OLAM: O que representa para si Claude Lévi-Strauss, hoje?

Se, para Bergson, o Homem seria uma “machine à faire des dieux”, para CLS, parafraseando essa visão, o Homem pode ser visto como uma “machine à faire des mythes” (embora não só, claro: também é natural que produza ciência, que por sua vez se espelha em mitos). Se professou a fé materialista, neurológica, a sua apreciação da nebulosa mitopoeica é rarissima entre os materialistas hodiernos “eliminacionistas”, os neurofilósofos da identidade (na versão forte da type-identity) do cérebro e da mente, para os quais a psicologia de senso comum teria que ser rejeitada completamente ab initio (como todos os modos de experiência e cognição não-científicos).
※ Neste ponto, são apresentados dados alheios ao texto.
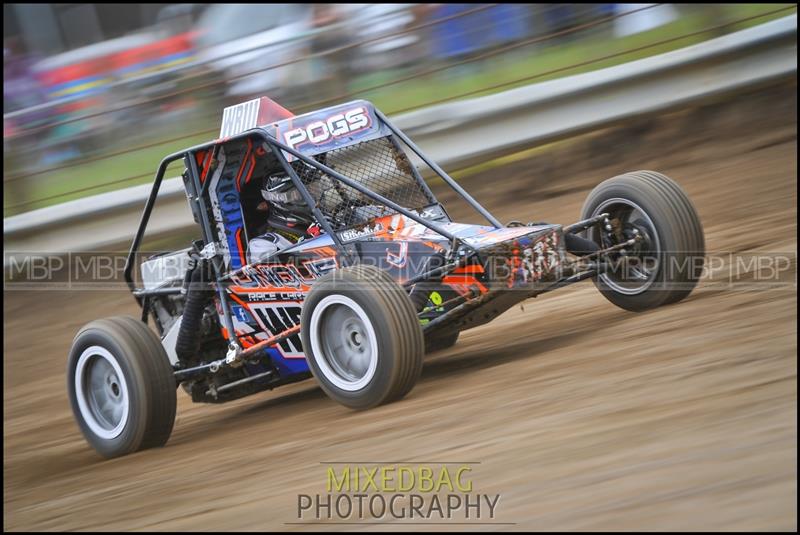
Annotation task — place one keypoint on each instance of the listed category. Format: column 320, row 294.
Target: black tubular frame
column 196, row 192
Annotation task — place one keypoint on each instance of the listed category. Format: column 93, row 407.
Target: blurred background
column 95, row 94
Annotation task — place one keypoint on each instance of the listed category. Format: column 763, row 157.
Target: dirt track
column 581, row 415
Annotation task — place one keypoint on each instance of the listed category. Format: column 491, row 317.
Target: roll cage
column 197, row 191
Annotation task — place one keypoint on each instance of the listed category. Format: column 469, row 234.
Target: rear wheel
column 121, row 386
column 665, row 264
column 361, row 337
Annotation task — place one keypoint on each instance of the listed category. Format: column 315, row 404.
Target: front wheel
column 664, row 265
column 361, row 337
column 121, row 386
Note-se que, crucialmente, a nota de reflexividade qualificaria a tese da “machine à faire des mythes”, pois se criamos os mitos, também é verdade que “les mythes se pensent en nous” (CLS foi um mestre da reflexividade: mais do que uma questão de estilo, o reflexivo joga na sua obra um papel homólogo ao do quiasmo no pensamento de Merleau-Ponty). Nesta vertente, a sua obra insere-se na grande tradição de pensamento ocidental sobre a função simbólica, de Vico, Schelling e Cassirer, património da antropologia filosófica transcultural. Toda a sua reflexão, segundo o próprio autor, se concentra na problemática de “l’ esprit humain”, os seus invariantes funcionais e ao mesmo tempo toda a diversidade imprevisível e precária das suas realizações: daí que, apesar de tudo, foi, de longe, o mais humanista dos estruturalistas. Como se vê também quando afirma que devemos recuperar o Direito Natural para a conservação comum de todos os povos. A sua obra escapa à aridez, estilística e conceptual, ao “pathos metafísico” caracteristico de tantos mestres antihumanistas franceses do último quartel do século XX, e pode-se ler e reler com proveito depois da ressaca niilista, sem falar do prazer estético da sua linguagem e da arquitectura musical de alguns dos seus trabalhos, numa época em que a escrita e a reflexão académica padecem tanto de amousia.